Description: Computer based sound production and music composition, synthesis of musical sound or speech by computer date back to the first days of
digital computation. However, despite recent technological advances in synthesis, compression, processing and distribution of digital audio, the simulation of a general purpose intelligence, that will enable machines to display human level listening abilities is still far from reality.
Machine listening deals with developing computational methods for simulating perceptual mechanisms underlying human hearing. As these mechanisms are only partially understood, this is a research topic that poses many scientific questions and computational challenges. Modern approaches to this problem require computational modelling of sound in conjunction with human listening. A long term engineering goal is to construct software that can listen, imitate and autonomously interact with humans.
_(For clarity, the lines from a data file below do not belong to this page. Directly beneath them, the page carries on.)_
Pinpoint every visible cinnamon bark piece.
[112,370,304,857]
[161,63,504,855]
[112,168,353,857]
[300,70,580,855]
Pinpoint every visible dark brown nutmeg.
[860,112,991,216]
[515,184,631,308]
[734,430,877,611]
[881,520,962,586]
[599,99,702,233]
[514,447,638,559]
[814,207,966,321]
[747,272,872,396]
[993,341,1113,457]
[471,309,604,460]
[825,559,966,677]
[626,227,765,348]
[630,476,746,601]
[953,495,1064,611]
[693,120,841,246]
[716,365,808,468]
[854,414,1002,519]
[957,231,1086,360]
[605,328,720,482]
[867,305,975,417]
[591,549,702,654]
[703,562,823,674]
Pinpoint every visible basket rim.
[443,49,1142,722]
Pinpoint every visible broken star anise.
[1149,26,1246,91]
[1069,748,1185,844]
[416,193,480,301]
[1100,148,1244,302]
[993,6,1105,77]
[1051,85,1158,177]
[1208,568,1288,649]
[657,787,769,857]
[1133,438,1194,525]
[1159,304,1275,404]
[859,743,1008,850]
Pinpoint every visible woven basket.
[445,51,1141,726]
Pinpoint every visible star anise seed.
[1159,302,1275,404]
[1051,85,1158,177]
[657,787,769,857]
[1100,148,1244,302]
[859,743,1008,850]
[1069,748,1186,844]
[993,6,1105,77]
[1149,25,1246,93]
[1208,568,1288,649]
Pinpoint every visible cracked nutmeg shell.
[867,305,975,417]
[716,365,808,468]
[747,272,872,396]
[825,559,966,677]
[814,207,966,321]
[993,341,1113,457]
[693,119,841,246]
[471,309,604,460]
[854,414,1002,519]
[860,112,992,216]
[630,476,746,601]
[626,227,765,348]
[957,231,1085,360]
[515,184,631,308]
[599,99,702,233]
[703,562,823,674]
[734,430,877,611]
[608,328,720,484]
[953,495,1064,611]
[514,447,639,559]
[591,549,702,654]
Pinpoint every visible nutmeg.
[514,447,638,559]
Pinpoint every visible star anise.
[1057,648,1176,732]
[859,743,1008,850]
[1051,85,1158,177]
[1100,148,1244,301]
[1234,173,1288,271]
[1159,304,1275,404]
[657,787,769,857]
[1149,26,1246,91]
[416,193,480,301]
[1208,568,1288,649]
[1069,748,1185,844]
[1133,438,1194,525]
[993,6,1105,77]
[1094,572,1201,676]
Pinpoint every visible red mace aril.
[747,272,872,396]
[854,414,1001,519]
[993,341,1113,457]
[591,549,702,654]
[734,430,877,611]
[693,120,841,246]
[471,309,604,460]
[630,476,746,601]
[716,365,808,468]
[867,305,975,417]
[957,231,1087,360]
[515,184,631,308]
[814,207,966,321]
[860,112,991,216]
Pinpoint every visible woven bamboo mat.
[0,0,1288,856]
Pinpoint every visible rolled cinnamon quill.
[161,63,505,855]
This course will deal exclusively with analysis of musical audio and environmental sound, source separation and music modelling. Audio and music signals have a complex and nonstationary temporal structure, both on physical-signal and cognitive-symbolic level. The main challenge in listening is the identification and classification of individual sound events (e.g. notes or alarm sounds), their invariant characteristics (e.g. timbre) as well as extraction of higher structure and semantic information (e.g. tempo, harmony, expression) from a single time series.
This is truly a cross discipline subject as it requires information from several fields: signal processing (spectrum analysis, filtering, and audio transforms); psychoacoustics (sound perception); cognitive sciences (neuroscience and artificial intelligence); machine learning (statistics, feature extraction) acoustics (physics of sound production); and music (harmony, rhythm, timbre, form).
* Understanding computational aspects of problems in hearing as related to audio and music understanding
* Investigation of computational methodologies to solve audio and music analysis, classification, separation and synthesis problems
* Provide an overview of the current state-of-the-art in audio, music and acoustic processing applications such as transcription, music information retrieval, audio restoration, coding or source separation
The treatment of methodological issues in the course will be slanted towards pattern recognition, statistical machine learning and probabilistic modelling.